Es de alguna manera la maldición circular que el reloj encarna y que documenta el desplazamiento de la iluminación al deslumbramiento. Por ejemplo: la infancia marca la mirada con la luz de ese Mediterráneo oriental que después nosotros, sus lectores, viviremos como pleno en la inmensidad de su iluminación en uno de sus más famosos poemas. En esa iluminación no hay violencia alguna, los ojos se abren a la par que la luz los colma.

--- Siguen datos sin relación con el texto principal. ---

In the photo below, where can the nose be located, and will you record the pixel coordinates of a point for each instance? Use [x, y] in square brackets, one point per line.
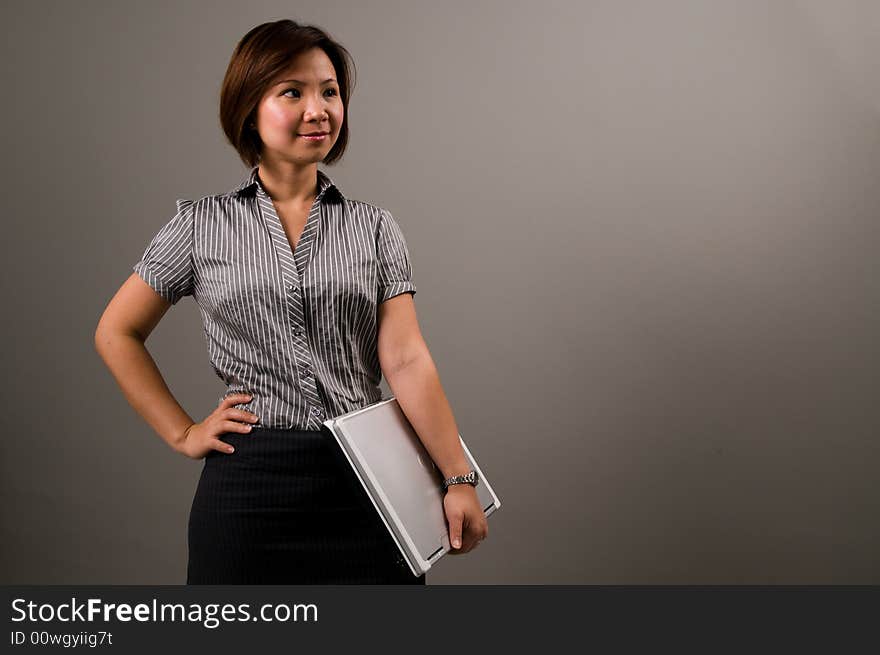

En esa misma vía la retirada de la luz es también una iluminación.

Ungaretti fue una presencia clave para los poetas en español de la generación de los cincuenta –Tomás Segovia en México, José Ángel Valente en España, Ida Vitale en Uruguay–, pero es claro que ya hay un diálogo previo con poetas de nuestra lengua, con Juan Ramón Jiménez, con Carlos Pellicer, con Alberto Girri o con Octavio Paz. La cercanía entre el italiano y el español, tan presente desde los Siglos de Oro, más que ser una cuestión léxica o rítmica, es un asunto de la calidad y pertinencia de la luz.

Lo que resulta curioso, sobre todo en las recopilaciones de poesía que no son sus libros centrales –como Un grito y paisajes (traducción de Carlos Vitale, prólogo de Amalia Iglesias) es que un escritor tan consciente del verso, del ritmo, de la métrica como él, coqueteara a veces con desigual fortuna con poemas con aire popular. Renovador del verso en italiano, tal vez realizó ese trabajo porque se le resistía el tono tradicional y su barroquismo –incluso su hermetismo– lo alejaba de él. Un poeta de absoluta modernidad que habría preferido en ocasiones no tener de manera tan evidente. El horizonte del amanecer es el demonio del mediodía, la bilis negra medieval. Sin duda, Ungaretti tiene rasgos de melancolía. Como suele ocurrir cuando Ungaretti acierta, es verdaderamente extraordinario: “Mi amor por ti/ Hace milagros, Amor,/ Y, cuando crees que has huido de mí,/ Te descubro que te engañas, Amor mío,/ Volviendo la pureza/ A iluminarte los ojos.” Es casi un tropo retórico relacionar la luz y la pureza. La famosa luz no usada de fray Luis encuentra a su mejor receptáculo en el verso de Ungaretti.